I personally think education SHOULDN'T be a privilege, because whenever I think of all the world problems, the solution I always come to is education. So it's not only discouraging when education is maintained as a privilege, but it is also preventing us as a whole from solving many of these problems.
But that's my opinion, what's your thoughts on education?
The biggest employers in the US in the 50s were GM, US Steel, GE, Chrysler, and Standard Oil. The biggest employers today are Walmart, UPS, Target, and Kroger. So where are all these jobs that these college graduates are going to get because of their degrees? They don't exist. We can only have so many business, law, teaching, engineering, computer, and health field positions. Most of those fields are already saturated. Students are going into debt for no reason.
Please read this girl's story. She is exactly what I'm talking about, and there are many like her:
But retail jobs aren't skilled enough to attract the kind of wages that, say, a skilled steel worker or mechanic used to get. To be able to have a chance of earning the same amount of money now you probably need to go into a job with a degree.
If you have a degree you at least have a chance of getting a better job and being able to provide a better standard of living for your family.
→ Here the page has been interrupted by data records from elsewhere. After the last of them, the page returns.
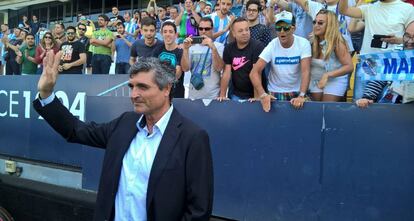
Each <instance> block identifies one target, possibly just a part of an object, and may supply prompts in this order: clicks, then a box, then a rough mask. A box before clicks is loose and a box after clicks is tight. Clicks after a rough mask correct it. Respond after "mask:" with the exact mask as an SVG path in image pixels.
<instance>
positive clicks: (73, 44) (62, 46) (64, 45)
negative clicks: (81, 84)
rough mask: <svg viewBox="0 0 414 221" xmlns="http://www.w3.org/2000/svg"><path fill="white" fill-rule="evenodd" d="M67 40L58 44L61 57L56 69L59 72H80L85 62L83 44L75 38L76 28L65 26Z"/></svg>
mask: <svg viewBox="0 0 414 221" xmlns="http://www.w3.org/2000/svg"><path fill="white" fill-rule="evenodd" d="M66 36H67V37H66V38H67V41H66V42H63V43H62V45H61V46H60V51H61V52H62V57H61V58H60V59H61V61H60V64H59V66H58V71H59V72H60V73H61V74H82V70H83V64H85V63H86V52H85V46H84V45H83V44H82V43H81V42H79V41H78V40H77V39H76V28H75V27H73V26H69V27H67V28H66Z"/></svg>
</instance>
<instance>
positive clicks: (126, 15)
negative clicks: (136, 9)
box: [124, 14, 131, 22]
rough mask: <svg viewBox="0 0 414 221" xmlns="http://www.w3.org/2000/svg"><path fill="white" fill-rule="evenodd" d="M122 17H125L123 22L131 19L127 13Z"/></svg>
mask: <svg viewBox="0 0 414 221" xmlns="http://www.w3.org/2000/svg"><path fill="white" fill-rule="evenodd" d="M124 19H125V22H130V21H131V16H130V15H129V14H125V15H124Z"/></svg>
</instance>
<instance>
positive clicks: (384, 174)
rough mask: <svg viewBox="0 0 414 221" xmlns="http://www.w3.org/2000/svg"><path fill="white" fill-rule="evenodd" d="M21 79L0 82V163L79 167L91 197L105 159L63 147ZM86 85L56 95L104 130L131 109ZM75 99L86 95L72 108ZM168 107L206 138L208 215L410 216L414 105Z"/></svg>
mask: <svg viewBox="0 0 414 221" xmlns="http://www.w3.org/2000/svg"><path fill="white" fill-rule="evenodd" d="M26 77H27V76H24V77H22V78H19V77H17V78H16V79H12V78H2V79H1V80H0V115H1V116H0V125H1V127H0V154H2V155H6V156H12V157H19V158H24V159H30V160H38V161H42V162H52V163H58V164H65V165H71V166H76V167H79V168H81V171H82V176H83V177H82V188H83V189H86V190H92V191H94V190H96V189H97V185H98V181H99V174H100V170H101V162H102V159H103V154H104V151H102V150H99V149H95V148H91V147H86V146H82V145H76V144H68V143H66V142H65V141H64V140H63V139H62V138H61V137H59V136H58V135H57V134H56V133H55V132H53V130H52V129H51V128H50V127H49V126H48V125H47V124H46V123H45V122H44V121H43V120H41V119H38V115H37V114H36V113H35V112H33V110H32V108H31V105H30V103H28V102H27V100H26V97H28V96H29V95H28V93H27V92H26V91H30V98H31V99H30V102H31V100H32V98H34V95H35V93H36V92H35V89H36V88H35V87H36V81H37V78H36V77H31V76H30V77H27V78H26ZM84 77H85V76H62V77H61V78H60V79H59V85H58V86H57V87H56V89H57V90H58V91H62V94H63V92H64V94H66V95H67V100H68V106H69V107H71V106H73V105H75V106H73V111H75V112H76V111H77V113H78V115H79V116H84V118H85V120H87V121H91V120H93V121H96V122H106V121H109V120H110V119H112V118H114V117H116V116H118V115H119V114H120V113H122V112H124V111H128V110H132V106H131V104H130V100H129V99H128V98H127V97H125V96H114V95H113V96H96V95H98V94H100V93H102V92H103V91H107V90H108V89H109V88H116V86H117V85H119V84H121V83H122V82H123V80H124V79H123V78H122V76H121V77H119V76H106V77H101V76H98V77H94V76H88V78H84ZM23 78H24V79H25V80H24V81H22V79H23ZM21 90H24V91H21ZM13 91H14V92H13ZM16 91H17V92H18V93H16ZM4 92H7V93H4ZM79 93H85V94H86V95H85V97H84V99H81V98H78V100H79V101H76V96H79ZM5 94H7V96H6V95H5ZM81 103H83V104H81ZM173 103H174V107H176V108H177V109H178V110H179V111H180V112H181V113H183V114H184V115H185V116H187V117H188V118H190V119H192V120H193V121H195V122H196V123H197V124H199V125H200V126H201V127H203V128H205V129H206V130H207V132H208V133H209V135H210V140H211V147H212V152H213V161H214V175H215V182H214V183H215V195H214V208H213V213H214V215H217V216H221V217H226V218H231V219H236V220H254V221H257V220H263V221H266V220H295V221H297V220H306V221H309V220H310V221H312V220H315V221H320V220H326V221H328V220H344V221H348V220H364V221H365V220H384V221H386V220H399V221H403V220H407V221H408V220H412V219H413V217H414V211H413V210H412V205H414V189H413V188H412V187H413V186H414V161H413V160H412V156H413V155H414V148H413V147H414V145H413V141H412V134H413V131H414V115H413V113H414V105H413V104H406V105H389V104H383V105H379V104H374V105H371V106H370V107H369V108H368V109H359V108H357V107H356V106H355V105H354V104H352V103H317V102H308V103H306V104H305V107H304V108H303V109H301V110H295V109H293V108H292V107H291V105H290V104H289V103H287V102H274V103H273V104H272V110H271V112H270V113H264V112H263V111H262V110H261V106H260V104H259V103H257V102H254V103H249V102H245V103H238V102H232V101H228V102H222V103H220V102H217V101H212V102H209V101H203V100H197V101H191V100H184V99H176V100H174V102H173ZM5 104H6V105H5ZM23 104H27V105H29V106H25V105H23ZM82 105H84V111H83V114H84V115H82V111H80V110H79V109H82V107H81V106H82ZM27 109H29V110H30V111H31V112H30V114H29V116H27V115H26V111H27ZM5 112H7V114H6V115H5ZM15 114H17V115H18V116H15ZM3 115H5V116H3ZM13 115H14V116H13Z"/></svg>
Sure a lot of them won't. But a chance is worth the gamble with the loan in my opinion. If you limit the chances of getting the education, you limit social mobility, which is ultimately bad for everyone.
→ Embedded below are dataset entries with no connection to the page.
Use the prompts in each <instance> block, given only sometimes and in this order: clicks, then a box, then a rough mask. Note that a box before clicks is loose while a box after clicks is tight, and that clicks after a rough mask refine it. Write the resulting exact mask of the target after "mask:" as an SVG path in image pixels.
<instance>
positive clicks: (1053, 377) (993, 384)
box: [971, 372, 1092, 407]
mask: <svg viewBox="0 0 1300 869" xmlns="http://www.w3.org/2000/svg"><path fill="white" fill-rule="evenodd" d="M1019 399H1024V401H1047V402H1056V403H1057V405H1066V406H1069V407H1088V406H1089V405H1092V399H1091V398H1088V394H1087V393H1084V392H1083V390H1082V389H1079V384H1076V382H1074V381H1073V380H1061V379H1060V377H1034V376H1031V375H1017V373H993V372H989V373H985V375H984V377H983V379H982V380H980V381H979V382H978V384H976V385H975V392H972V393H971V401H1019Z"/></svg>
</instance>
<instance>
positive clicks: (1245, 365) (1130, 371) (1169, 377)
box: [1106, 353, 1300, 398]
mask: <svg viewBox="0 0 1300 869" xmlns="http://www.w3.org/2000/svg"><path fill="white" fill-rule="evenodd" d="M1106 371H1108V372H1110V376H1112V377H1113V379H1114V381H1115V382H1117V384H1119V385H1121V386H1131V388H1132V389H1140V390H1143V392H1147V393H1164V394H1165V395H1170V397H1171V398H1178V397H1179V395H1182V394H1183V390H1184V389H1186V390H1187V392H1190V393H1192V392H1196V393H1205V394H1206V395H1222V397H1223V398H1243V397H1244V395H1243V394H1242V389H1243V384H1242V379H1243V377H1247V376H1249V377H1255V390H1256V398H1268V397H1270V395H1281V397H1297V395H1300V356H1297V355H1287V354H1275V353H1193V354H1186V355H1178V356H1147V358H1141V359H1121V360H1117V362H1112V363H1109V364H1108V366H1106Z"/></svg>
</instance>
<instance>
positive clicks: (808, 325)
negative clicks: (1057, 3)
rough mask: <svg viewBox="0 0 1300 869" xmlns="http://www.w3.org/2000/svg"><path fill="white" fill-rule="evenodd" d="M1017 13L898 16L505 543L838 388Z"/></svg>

Then again, I don't really know too much about how the loan system works in the US. Here if you don't benefit from the degree you don't usually end up paying the loan back. You pay something like 9% of anything you earn over £25k a year. With the average wage being £20k.
This only applies to a very narrow number of degrees. Look up the most popular degrees in the US, most of them are not going to get you any kind of social mobility, they are just going to put you in debt, and you will be working at those retail places.
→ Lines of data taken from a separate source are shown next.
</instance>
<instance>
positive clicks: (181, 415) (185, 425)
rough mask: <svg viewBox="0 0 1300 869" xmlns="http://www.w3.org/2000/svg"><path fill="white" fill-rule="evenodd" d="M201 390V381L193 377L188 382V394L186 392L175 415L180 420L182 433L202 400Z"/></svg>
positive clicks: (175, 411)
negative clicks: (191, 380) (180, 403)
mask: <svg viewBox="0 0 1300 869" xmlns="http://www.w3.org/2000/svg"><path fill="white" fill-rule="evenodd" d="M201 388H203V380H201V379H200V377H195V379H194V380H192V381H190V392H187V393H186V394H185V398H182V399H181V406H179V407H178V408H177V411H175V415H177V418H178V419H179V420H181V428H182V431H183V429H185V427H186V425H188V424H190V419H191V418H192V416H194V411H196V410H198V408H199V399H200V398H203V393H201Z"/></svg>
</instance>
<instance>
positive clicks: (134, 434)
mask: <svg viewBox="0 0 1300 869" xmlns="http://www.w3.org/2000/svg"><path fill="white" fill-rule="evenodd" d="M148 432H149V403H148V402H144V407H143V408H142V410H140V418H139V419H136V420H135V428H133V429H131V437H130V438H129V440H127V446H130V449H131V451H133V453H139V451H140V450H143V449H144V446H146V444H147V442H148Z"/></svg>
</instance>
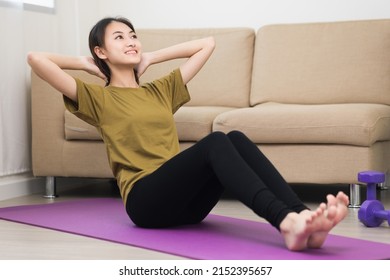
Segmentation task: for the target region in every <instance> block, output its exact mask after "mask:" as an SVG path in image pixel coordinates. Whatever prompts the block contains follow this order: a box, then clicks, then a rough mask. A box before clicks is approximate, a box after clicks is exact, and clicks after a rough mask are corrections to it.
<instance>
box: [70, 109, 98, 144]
mask: <svg viewBox="0 0 390 280" xmlns="http://www.w3.org/2000/svg"><path fill="white" fill-rule="evenodd" d="M64 120H65V139H66V140H102V138H101V137H100V134H99V133H98V131H97V129H96V128H95V127H94V126H92V125H90V124H88V123H86V122H85V121H83V120H81V119H79V118H78V117H76V116H74V115H73V114H72V113H71V112H69V111H68V110H65V113H64Z"/></svg>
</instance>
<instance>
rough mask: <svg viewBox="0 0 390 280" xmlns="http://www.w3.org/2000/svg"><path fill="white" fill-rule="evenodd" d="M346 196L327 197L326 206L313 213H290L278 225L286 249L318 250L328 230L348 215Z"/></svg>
mask: <svg viewBox="0 0 390 280" xmlns="http://www.w3.org/2000/svg"><path fill="white" fill-rule="evenodd" d="M348 203H349V199H348V196H346V195H345V194H344V193H342V192H339V193H338V194H337V196H336V197H335V196H333V195H328V196H327V204H325V203H321V204H320V206H319V207H318V208H317V209H316V210H315V211H309V210H304V211H302V212H301V213H299V214H298V213H290V214H288V215H287V216H286V218H285V219H284V220H283V221H282V223H281V224H280V231H281V233H282V236H283V238H284V240H285V244H286V246H287V248H288V249H290V250H293V251H298V250H303V249H306V248H320V247H322V245H323V244H324V242H325V240H326V238H327V236H328V234H329V232H330V230H331V229H332V228H333V227H334V226H336V225H337V224H338V223H339V222H340V221H342V220H343V219H344V218H345V216H346V215H347V214H348V208H347V205H348Z"/></svg>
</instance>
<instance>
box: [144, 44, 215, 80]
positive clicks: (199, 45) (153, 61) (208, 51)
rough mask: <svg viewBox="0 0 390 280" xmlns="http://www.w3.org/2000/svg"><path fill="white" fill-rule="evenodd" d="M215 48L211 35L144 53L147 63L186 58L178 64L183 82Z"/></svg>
mask: <svg viewBox="0 0 390 280" xmlns="http://www.w3.org/2000/svg"><path fill="white" fill-rule="evenodd" d="M214 48H215V41H214V38H213V37H207V38H202V39H197V40H193V41H188V42H184V43H180V44H177V45H173V46H170V47H167V48H163V49H160V50H157V51H154V52H150V53H147V54H146V57H147V59H148V65H152V64H156V63H161V62H164V61H168V60H172V59H178V58H188V60H187V61H186V62H184V63H183V64H182V65H181V66H180V70H181V74H182V78H183V81H184V83H185V84H186V83H187V82H189V81H190V80H191V79H192V78H193V77H194V76H195V75H196V74H197V73H198V72H199V70H200V69H201V68H202V67H203V65H204V64H205V63H206V62H207V60H208V59H209V57H210V55H211V54H212V52H213V50H214Z"/></svg>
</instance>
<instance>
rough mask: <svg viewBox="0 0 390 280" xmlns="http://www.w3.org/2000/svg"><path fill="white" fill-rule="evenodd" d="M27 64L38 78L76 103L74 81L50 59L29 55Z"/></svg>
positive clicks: (61, 69)
mask: <svg viewBox="0 0 390 280" xmlns="http://www.w3.org/2000/svg"><path fill="white" fill-rule="evenodd" d="M28 63H29V64H30V66H31V68H32V70H33V71H34V72H35V73H36V74H37V75H38V76H39V77H40V78H42V79H43V80H45V81H46V82H47V83H49V84H50V85H51V86H52V87H54V88H55V89H57V90H58V91H59V92H61V93H62V94H63V95H65V96H67V97H68V98H70V99H71V100H73V101H75V102H77V84H76V81H75V79H74V78H73V77H72V76H71V75H69V74H68V73H66V72H65V71H64V70H63V69H62V68H61V67H60V66H59V65H58V64H56V63H55V62H53V60H52V59H50V58H49V57H48V56H46V55H43V54H39V53H30V54H29V55H28Z"/></svg>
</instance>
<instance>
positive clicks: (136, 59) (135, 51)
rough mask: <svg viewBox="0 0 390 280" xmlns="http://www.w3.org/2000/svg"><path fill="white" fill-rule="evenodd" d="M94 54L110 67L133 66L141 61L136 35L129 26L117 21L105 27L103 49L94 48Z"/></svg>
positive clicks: (133, 31)
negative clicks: (94, 53) (114, 66)
mask: <svg viewBox="0 0 390 280" xmlns="http://www.w3.org/2000/svg"><path fill="white" fill-rule="evenodd" d="M95 52H96V54H97V55H98V56H99V58H101V59H105V60H106V62H107V63H109V64H111V65H116V64H124V65H132V66H135V65H137V64H139V63H140V61H141V43H140V41H139V40H138V38H137V35H136V34H135V32H134V31H133V30H132V29H131V28H130V27H129V26H127V25H126V24H124V23H122V22H117V21H113V22H111V23H110V24H109V25H107V27H106V32H105V36H104V47H96V48H95Z"/></svg>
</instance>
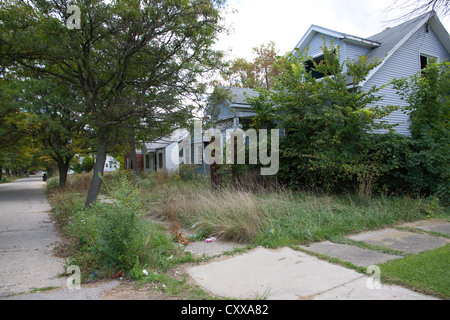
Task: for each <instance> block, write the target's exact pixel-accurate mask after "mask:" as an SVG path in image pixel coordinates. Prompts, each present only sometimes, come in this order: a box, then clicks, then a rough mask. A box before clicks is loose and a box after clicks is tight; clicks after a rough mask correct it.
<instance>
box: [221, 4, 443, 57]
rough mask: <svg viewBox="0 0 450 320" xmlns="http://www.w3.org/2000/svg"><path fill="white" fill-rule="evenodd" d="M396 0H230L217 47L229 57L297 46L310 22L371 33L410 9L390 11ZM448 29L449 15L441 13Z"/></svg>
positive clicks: (364, 36)
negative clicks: (222, 28) (224, 26)
mask: <svg viewBox="0 0 450 320" xmlns="http://www.w3.org/2000/svg"><path fill="white" fill-rule="evenodd" d="M392 3H393V1H392V0H320V1H317V0H228V5H229V8H228V9H227V14H226V15H225V24H226V25H227V26H228V27H230V28H231V33H230V34H229V35H221V36H220V37H219V41H218V43H217V49H219V50H225V51H227V52H228V57H229V58H230V59H233V58H245V59H247V60H252V59H253V58H254V55H253V52H252V48H254V47H257V46H260V45H262V44H267V43H269V42H270V41H274V42H275V48H276V49H277V50H279V53H280V54H284V53H286V52H288V51H291V50H292V49H294V47H295V46H296V45H297V43H298V42H299V41H300V39H301V38H302V37H303V35H304V34H305V33H306V31H308V29H309V27H310V26H311V25H313V24H314V25H318V26H321V27H324V28H327V29H331V30H335V31H338V32H343V33H347V34H350V35H354V36H358V37H363V38H364V37H369V36H371V35H374V34H377V33H379V32H381V31H383V30H384V29H386V28H387V27H393V26H395V25H398V24H400V23H402V22H403V21H404V20H400V21H399V20H397V21H393V20H394V19H396V18H398V17H400V16H402V15H403V14H405V13H406V11H404V10H403V11H402V10H396V11H395V10H394V11H386V9H387V8H388V7H389V6H391V5H392ZM439 18H440V20H441V22H442V23H443V24H444V26H445V27H446V29H447V31H449V32H450V17H447V18H445V19H444V18H443V17H439Z"/></svg>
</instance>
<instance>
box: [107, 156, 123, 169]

The worst part of the system is that is ass backwards. For example, I went through the State University of New York system. For a useful degree, say in the health field, the number of people allowed to enter is restricted, and only a few get in. They only accept a set amount of people each year. But if you want to get a degree in something that isn't likely to get you a job, like psychology, law, communications, or most liberal arts degrees, there is no limit and they'll hand out as many as apply.
They can only train so many people in the medical field though. There's a limit to how many med students a doctor can reasonably have trailing after them, or than a patient can reasonably be expected not to mind sitting in on their procedure.
The way medical staff are trained in and of itself limits the number of those staff who can be trained in one go.
As to the other degrees. If you want to be a lawyer you need a law degree, an economist you need an economics degree, and to be an engineer you'll need an engineering degree. Other than that for the most part it doesn't matter what course you take. Most graduate entry jobs don't specify what you should have a degree in, just that you should have one.
But they could open more programs in more areas. Between the two states I have lived in, there were 5 schools that offered the health degree I want (and based on the average number of people accepted, that's roughly 200 new students- and some states have NO schools offering the program). And this is for a job that has something like a 20% job growth rate over the next ten years. The demand is CRAZY high yet the number of people being trained in the field is one of the lowest. It's a disconnect that does not make sense.
Everyone has the right, or should have the right, to get an education, but it is a privilege for one to achieve an education.